Notably, this round of financing also introduces cross-industry entertainment ecology. Mingjia Capital, founded by actor Huang Xiaoming, and entertainment content company Lehua Entertainment have jointly entered the market. In the future, the platform is expected to explore “robot + entertainment” innovative leasing services in high-exposure scenarios such as large-scale commercial performances, concerts, and IP events.

Currently, entertainment scenarios remain one of the main application fields for robots. However, Wang Chao, founder of Wenyuan Think Tank, pointed out to this reporter that the robot leasing market heavily relies on public novelty and hype consumption. As technology matures, prices decline, and audience interest wanes, the market for purely performance-based leasing may face shrinkage and fierce competition. For sustainable industry development, more solid business models need to be explored, expanding robot applications into broader industries and daily life.

Li Yiyan responded that besides “entertainment + technology,” Qingtian Leasing is also implementing “technology + cultural tourism,” “technology + folk customs,” and “technology + offline spaces.” “Technology + retail” is also a scenario the platform will continue to develop.

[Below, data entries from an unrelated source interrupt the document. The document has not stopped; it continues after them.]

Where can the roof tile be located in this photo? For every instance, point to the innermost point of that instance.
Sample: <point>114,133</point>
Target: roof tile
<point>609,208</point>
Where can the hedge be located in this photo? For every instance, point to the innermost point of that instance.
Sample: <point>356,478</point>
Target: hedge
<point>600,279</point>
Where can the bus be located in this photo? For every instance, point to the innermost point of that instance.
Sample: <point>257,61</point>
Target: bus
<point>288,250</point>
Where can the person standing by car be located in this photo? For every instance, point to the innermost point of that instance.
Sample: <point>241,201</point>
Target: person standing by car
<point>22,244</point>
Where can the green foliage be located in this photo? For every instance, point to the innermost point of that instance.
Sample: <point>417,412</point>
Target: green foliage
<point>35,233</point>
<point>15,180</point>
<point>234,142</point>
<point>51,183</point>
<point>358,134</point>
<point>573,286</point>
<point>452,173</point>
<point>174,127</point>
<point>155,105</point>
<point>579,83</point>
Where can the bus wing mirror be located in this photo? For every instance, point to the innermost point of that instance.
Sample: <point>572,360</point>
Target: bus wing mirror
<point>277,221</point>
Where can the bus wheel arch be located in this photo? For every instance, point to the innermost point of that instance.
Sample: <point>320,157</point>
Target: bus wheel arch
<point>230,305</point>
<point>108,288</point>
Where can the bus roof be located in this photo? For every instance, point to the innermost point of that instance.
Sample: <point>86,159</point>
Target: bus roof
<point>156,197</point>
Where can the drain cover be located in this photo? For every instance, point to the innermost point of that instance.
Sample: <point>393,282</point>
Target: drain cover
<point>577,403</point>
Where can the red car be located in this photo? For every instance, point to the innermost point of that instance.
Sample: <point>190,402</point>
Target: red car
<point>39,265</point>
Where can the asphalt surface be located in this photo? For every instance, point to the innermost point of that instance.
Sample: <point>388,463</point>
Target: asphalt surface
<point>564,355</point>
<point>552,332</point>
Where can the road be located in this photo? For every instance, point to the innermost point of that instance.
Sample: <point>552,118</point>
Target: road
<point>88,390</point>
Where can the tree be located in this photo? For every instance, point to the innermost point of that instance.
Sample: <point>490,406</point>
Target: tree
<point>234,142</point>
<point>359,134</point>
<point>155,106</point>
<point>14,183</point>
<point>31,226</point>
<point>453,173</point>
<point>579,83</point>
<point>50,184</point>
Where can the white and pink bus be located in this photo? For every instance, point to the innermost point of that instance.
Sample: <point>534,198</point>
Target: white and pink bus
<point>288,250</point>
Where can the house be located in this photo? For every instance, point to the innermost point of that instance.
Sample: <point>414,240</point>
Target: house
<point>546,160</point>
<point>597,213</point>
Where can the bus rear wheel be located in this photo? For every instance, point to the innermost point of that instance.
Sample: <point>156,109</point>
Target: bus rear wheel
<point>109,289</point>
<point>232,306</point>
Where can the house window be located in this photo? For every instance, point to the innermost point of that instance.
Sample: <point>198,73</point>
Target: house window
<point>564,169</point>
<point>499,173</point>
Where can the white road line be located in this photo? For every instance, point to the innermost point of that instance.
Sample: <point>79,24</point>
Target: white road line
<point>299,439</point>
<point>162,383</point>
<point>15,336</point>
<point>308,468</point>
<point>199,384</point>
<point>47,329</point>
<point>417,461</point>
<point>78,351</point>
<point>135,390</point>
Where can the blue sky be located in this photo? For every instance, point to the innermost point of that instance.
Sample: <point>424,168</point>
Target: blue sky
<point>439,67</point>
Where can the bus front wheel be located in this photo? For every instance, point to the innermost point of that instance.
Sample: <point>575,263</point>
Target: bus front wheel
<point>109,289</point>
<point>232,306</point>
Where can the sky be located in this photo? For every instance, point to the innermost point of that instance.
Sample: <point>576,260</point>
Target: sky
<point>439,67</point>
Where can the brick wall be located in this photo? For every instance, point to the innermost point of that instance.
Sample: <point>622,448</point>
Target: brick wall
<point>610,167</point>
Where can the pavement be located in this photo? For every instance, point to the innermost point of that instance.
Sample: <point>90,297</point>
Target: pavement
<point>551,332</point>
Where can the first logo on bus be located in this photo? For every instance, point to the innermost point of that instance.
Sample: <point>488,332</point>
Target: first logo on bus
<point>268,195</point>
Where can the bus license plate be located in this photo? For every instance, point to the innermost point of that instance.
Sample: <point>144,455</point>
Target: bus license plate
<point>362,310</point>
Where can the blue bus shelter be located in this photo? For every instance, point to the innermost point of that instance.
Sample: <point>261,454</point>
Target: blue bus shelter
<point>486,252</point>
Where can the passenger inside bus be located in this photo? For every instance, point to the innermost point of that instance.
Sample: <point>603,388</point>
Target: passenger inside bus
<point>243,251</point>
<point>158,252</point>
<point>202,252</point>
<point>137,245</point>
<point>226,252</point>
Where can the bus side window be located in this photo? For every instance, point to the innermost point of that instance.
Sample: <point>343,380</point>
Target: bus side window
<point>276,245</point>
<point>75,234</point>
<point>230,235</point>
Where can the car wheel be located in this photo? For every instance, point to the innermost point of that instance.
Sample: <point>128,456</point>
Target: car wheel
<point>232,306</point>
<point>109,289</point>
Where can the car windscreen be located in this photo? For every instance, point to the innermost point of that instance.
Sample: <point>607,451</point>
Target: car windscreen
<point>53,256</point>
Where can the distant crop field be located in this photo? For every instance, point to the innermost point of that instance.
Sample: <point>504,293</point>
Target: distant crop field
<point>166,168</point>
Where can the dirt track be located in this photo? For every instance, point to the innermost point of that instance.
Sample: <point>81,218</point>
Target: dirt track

In addition to the two recent financing rounds, Li Yiyan revealed that the platform’s Pre-A round is also underway, with over half the process completed. An official announcement will be made at the appropriate time. As for future fundraising, Qingtian Leasing is currently negotiating with several leading platforms and large companies, but specific details have not yet been finalized and cannot be disclosed at this time.